She fears the North Korean government still wants to kill her, and with good reason. Kim Hyun-hui was once an agent of the North Korean regime. Twenty-five years ago, on Pyongyang’s orders, she blew up a South Korean airliner. Sitting in a Seoul hotel room she describes to me how, at the age of 19, she was recruited from an elite Pyongyang University where she was studying Japanese. She trained for six years. For three of them she was paired with a young Japanese woman, Yaeko Taguchi, who had been kidnapped from her home in northern Japan. She says Mrs Taguchi taught her to speak and act like a Japanese. (via BBC News - The North Korean spy who blew up a plane)
- “When I confessed, I did so reluctantly. I thought my family in North Korea would be in danger; it was a big decision to confess. But I began to realise it would be the right thing to do for the victims, for them to be able to understand the truth.”
- In her confession, Kim made it clear that the orders to bomb the plane had come directly from Kim Il-sung or his son and heir-apparent, Kim Jong-il.

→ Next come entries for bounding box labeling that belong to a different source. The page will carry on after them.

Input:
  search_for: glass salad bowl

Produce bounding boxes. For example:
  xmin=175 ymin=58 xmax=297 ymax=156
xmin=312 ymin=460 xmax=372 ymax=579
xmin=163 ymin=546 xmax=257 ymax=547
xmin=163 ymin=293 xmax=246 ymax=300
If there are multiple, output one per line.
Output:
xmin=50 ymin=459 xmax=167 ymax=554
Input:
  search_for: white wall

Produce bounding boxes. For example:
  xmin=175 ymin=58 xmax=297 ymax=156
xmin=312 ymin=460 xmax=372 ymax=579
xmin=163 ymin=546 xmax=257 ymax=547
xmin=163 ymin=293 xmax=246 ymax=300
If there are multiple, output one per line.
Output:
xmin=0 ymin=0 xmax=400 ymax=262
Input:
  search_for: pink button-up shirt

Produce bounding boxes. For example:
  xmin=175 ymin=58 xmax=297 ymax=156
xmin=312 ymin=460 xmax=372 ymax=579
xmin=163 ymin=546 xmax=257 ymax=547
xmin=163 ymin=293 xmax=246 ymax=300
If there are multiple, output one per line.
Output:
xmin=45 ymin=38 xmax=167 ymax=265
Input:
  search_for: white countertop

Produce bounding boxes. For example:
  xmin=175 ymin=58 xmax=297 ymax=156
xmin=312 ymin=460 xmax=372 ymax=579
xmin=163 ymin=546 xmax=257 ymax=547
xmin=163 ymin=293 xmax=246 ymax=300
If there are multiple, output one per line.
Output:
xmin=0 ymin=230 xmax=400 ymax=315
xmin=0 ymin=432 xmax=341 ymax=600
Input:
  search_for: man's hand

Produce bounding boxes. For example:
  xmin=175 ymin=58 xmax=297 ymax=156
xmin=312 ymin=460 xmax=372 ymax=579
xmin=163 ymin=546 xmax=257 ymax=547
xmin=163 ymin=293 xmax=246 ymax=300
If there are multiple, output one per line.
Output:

- “Without their sanction nothing could happen. We were told our orders were ‘ratified’. They only used that word when the orders came from the top. “Kim Il-sung was a god-like figure. Anything that was ordered by him could be justified. Any order would be carried out with extreme loyalty. You were ready to sacrifice your life.”
- “There is no other country like North Korea,” she says. “People outside can’t understand. The whole country is set up to show loyalty to the Kim royal family. It’s like a religion. People are so indoctrinated. There are no human rights, no freedom. When I look back it makes me feel sad. Why did I have to be born in North Korea? Look at what it did to me.”